While refinery margins have generally edged lower in recent weeks, Mexican medium sour Isthmus crude remains a top performer in the USGC. Cracking margins for the grade have averaged at $6.93/b to date in July, $1.76/b stronger than WTI MEH, according to Platts Analytics data.

Refinery net crude inputs climbed 3.14 million b/d to 14.35 million b/d, as total utilization rates jumped 2 percentage points to 77.5% of capacity. Net crude inputs were at a 14-week high, but were still 16.2% behind the five-year average for this time of year.

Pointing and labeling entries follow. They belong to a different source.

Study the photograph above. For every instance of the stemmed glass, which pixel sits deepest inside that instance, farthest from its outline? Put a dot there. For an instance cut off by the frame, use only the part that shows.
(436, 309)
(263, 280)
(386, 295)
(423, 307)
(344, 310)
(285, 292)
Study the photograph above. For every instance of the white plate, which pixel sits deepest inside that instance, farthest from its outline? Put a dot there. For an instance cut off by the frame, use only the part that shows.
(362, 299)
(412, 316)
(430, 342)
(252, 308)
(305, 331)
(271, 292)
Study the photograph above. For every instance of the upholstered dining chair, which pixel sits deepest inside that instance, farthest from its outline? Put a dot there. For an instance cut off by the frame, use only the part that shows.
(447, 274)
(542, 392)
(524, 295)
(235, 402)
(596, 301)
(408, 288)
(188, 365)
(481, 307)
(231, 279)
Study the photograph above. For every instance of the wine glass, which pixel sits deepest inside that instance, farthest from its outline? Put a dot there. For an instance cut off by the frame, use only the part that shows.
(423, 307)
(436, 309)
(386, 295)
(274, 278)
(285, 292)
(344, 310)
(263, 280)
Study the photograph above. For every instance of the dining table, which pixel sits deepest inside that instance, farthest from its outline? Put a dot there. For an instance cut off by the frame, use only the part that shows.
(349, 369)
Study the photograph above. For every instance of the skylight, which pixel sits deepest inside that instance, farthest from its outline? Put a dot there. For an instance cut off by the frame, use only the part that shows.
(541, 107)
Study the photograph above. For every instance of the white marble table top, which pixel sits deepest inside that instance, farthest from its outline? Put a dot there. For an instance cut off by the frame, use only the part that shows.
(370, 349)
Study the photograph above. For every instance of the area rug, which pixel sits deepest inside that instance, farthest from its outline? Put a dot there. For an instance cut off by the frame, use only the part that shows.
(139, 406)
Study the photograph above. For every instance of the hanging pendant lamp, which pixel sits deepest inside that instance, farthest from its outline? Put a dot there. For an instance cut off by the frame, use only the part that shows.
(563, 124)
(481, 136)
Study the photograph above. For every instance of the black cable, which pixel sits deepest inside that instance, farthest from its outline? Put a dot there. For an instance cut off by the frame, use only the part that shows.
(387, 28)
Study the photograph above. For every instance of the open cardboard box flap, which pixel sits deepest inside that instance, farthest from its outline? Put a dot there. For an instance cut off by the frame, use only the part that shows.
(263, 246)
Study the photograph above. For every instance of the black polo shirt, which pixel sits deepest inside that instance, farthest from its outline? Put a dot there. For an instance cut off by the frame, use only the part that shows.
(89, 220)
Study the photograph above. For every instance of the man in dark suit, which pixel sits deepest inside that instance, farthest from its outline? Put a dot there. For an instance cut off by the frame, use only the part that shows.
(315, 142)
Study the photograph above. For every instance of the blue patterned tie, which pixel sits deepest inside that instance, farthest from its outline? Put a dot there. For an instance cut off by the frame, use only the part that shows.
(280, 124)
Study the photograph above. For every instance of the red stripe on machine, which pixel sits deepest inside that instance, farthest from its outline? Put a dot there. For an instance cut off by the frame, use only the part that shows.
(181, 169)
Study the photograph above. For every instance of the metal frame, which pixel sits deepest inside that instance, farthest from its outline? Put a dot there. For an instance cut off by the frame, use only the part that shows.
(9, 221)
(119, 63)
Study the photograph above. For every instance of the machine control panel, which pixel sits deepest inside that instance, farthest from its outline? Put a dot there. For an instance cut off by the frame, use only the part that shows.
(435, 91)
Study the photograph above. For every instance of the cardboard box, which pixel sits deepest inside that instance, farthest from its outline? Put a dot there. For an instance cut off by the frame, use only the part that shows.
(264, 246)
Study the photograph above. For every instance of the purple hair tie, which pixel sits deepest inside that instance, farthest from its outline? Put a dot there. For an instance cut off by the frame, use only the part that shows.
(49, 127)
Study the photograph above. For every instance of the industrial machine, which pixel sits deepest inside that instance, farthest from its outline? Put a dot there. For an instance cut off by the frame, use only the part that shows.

Virus resurgence threatens product demand recovery

Total gasoline inventories sank 4.84 million barrels to 251.68 million barrels, narrowing the surplus to the five-year average to just 8.4%, the lowest since late March.

While US gasoline demand continues to recover from April lockdowns, driving fell last week in states hit hard by rising coronavirus cases, highlighting the ongoing risks to oil demand from reimposed stay-at-home restrictions.

Total US gasoline consumption was up nearly 2% on the week at 421.26 million gal/d, according to Kayrros geotracking data. In Texas and Florida, consumption was down 3.3% and 1.6%, respectively, while California demand was still nearly 21% behind year-ago levels after climbing just 0.5% on the week.

California, Texas and Florida represented about 27% of pre-crisis US gasoline demand, according to the EIA.

Distillate stocks, in contrast, were at the highest since December 1982 after climbing 3.14 million barrels to 177.26 million barrels. Product supplied for distillates fell to 3.02 million b/d, down 760,000 b/d on the week. While the holiday-shortened week may be partly responsible for the dip in demand, Kayrros data shows US long-haul diesel demand fell for a fourth straight week and was nearly 12% behind year-ago levels.